В то время Клэр соответствовала идеалам Сэлинджера настолько, что саму ее можно было принять за его создание. И она, и ее жизнь необыкновенно напоминали его героиню Эсме. Клэр Дуглас родилась гб ноября в Лондоне. Сэлинджер обожал все британское, и ее происхождение, несомненно, добавляло ей привлекательности в его глазах. Подобно Эсме, Клэр воспитывалась гувернанткой, а над ее детством нависла тень Второй мировой войны. В 1939 году ее вместе со старшим единоутробным братом Гэвином отправили из Лондона в сельскую местность, чтобы укрыть от бомбежек. Клэр оказалась в монастыре, в то время как ее родители остались в городе. В 1940 году их дом был разрушен бомбой. Клэр и Гэвина (им было соответственно шесть и восемь лет) решили отправить от греха подальше в Америку, куда они и переехали в сопровождении матери.

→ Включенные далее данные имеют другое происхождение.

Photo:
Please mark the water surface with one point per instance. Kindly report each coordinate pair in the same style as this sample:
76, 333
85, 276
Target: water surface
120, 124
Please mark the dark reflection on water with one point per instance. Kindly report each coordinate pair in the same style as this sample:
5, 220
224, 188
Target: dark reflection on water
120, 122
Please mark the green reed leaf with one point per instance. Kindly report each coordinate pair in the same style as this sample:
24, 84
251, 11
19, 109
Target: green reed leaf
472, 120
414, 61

Джин Дуглас с детьми прибыла в Нью-Йорк 7 июля 1940 года на пароходе «Скифия». Оказавшись в Америке, Джин Дуглас осталась в Нью-Йорке ожидать мужа, а детей на время войны определили в приютившие их семьи. К началу 1941 года родители Клэр обосновались на Манхэттене, но дети продолжали жить у чужих людей. Так что при живых и здоровых родителях Клэр и Гэвин росли без них точно так же, как Эсме и Чарльз без своих родителей, которых унесла смерть.
Хотя Сэлинджер в своем рассказе дал Эсме и Чарльзу духовный и эмоциональный стержень, реальный опыт войны лишил Клэр и Гэвина как корней, так и какого бы то ни было жизненного компаса. Особенно пострадал Гэвин, ему не удалось, подобно Чарльзу из «Дорогой Эсме», чудесным образом сохранить свою личность. Он стал неуравновешенным, грубил, добиваясь того, что их с сестрой постоянно перекидывали с рук на руки (за время войны они побывали на воспитании в семи семьях). Клэр после этого снова отправили к монахиням, на сей раз в монастырь Мериделл в Сафферне, штат Нью-Йорк, после чего она поступила в Шипли, где и познакомилась с Сэлинджером в 1950 году.
Учитывая, насколько хаотичной оказалась ее жизнь, нетрудно понять, почему Сэлинджер в ее глазах объединил в себе фигуры отца, учителя, опекуна и возлюбленного, и все — одновременно.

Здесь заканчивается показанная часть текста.